P(X = k) = C(k+r−1, k) × p^r × (1−p)^k. Mean = r(1−p)/p. Variance = r(1−p)/p². Mode = ⌊(r−1)(1−p)/p⌋ for r > 1.
Result: P(X = 10) ≈ 0.0805 (8.05%)
With r = 3 successes needed at p = 20% per trial, the probability of exactly 10 failures (13 total trials) before the 3rd success is about 8.05%.
In ecology, the number of species in a sample often shows variance much greater than the mean — overdispersion. The negative binomial handles this by adding a "clumping" parameter. If individual counts follow Poisson(λ) and λ itself follows a Gamma distribution, the marginal distribution of counts is negative binomial.
The negative binomial arises naturally as a Poisson-Gamma mixture. Starting with a Poisson likelihood and Gamma prior on the rate, the predictive distribution is negative binomial.
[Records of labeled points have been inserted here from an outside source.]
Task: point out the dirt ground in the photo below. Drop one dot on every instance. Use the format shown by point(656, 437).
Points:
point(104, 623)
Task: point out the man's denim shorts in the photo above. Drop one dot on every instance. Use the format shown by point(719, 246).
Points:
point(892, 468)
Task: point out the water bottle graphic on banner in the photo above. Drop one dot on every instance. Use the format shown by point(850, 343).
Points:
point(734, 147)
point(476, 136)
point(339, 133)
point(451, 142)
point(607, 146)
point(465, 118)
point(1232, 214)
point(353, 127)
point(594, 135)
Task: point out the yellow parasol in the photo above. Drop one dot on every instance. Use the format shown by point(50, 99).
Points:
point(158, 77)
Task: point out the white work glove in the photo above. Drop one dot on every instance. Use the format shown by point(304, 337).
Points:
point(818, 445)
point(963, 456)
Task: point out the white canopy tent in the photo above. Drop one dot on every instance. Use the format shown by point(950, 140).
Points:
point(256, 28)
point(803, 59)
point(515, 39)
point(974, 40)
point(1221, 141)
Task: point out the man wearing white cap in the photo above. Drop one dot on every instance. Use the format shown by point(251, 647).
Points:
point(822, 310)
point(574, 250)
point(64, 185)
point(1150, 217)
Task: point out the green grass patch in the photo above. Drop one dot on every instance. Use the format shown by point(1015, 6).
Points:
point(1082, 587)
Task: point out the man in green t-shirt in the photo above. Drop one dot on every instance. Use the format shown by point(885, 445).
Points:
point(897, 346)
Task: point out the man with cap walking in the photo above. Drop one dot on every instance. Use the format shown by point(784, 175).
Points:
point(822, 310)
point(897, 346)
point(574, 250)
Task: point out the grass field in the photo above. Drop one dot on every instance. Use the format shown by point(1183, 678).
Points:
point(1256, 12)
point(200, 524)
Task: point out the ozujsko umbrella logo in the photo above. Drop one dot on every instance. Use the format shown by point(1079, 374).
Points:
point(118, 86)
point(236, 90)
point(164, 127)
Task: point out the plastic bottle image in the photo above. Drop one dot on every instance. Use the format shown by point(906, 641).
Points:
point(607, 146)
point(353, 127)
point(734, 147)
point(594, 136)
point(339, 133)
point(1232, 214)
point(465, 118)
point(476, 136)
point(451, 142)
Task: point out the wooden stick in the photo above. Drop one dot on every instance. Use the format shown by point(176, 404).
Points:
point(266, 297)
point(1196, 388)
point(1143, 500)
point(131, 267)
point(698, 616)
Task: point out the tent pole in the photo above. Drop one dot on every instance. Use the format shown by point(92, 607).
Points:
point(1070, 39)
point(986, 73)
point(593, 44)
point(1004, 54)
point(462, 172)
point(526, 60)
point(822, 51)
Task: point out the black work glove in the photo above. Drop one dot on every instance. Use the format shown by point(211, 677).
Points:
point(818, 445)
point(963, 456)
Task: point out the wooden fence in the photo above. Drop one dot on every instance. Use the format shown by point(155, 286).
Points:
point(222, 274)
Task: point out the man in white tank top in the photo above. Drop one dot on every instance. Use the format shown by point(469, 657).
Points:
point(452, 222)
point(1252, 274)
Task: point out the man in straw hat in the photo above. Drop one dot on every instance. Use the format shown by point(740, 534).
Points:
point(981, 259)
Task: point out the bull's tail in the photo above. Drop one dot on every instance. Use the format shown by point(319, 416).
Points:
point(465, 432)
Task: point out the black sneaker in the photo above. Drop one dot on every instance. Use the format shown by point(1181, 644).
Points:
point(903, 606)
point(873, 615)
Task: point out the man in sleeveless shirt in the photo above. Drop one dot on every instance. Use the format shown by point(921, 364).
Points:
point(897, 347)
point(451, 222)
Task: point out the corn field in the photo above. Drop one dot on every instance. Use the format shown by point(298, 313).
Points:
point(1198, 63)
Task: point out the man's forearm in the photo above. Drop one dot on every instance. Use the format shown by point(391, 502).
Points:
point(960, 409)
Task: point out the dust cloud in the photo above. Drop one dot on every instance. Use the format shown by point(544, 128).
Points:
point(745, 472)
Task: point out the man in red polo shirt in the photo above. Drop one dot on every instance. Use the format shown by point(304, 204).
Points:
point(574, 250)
This makes it fundamental in Bayesian count regression and hierarchical models.
For count data: Poisson (variance = mean), negative binomial (variance > mean), and COM-Poisson (flexible variance). The negative binomial sits in the "sweet spot" of handling overdispersion while remaining computationally tractable, making it the default choice in many applied fields.
Binomial: fixed n trials, random number of successes. Negative binomial: fixed r successes, random number of failures (or trials). They answer complementary questions.
The PMF involves binomial coefficients with negative upper index (via the generalization C(−r, k)). The "negative" refers to this mathematical connection, not a negative probability.
The geometric distribution is the special case r = 1: how many failures before the first success. The negative binomial generalizes to r successes.
Yes. The continuous generalization uses Γ(k+r)/(k!Γ(r)) instead of C(k+r−1,k), allowing any r > 0. This is commonly used in overdispersion modeling.
Gene expression counts show more variance than a Poisson would predict (overdispersion). The negative binomial adds an extra parameter to capture this biological variability, making it the standard for differential expression analysis.
Total trials = failures + successes = k + r. If you observe k = 10 failures before r = 3 successes, you performed 13 trials total.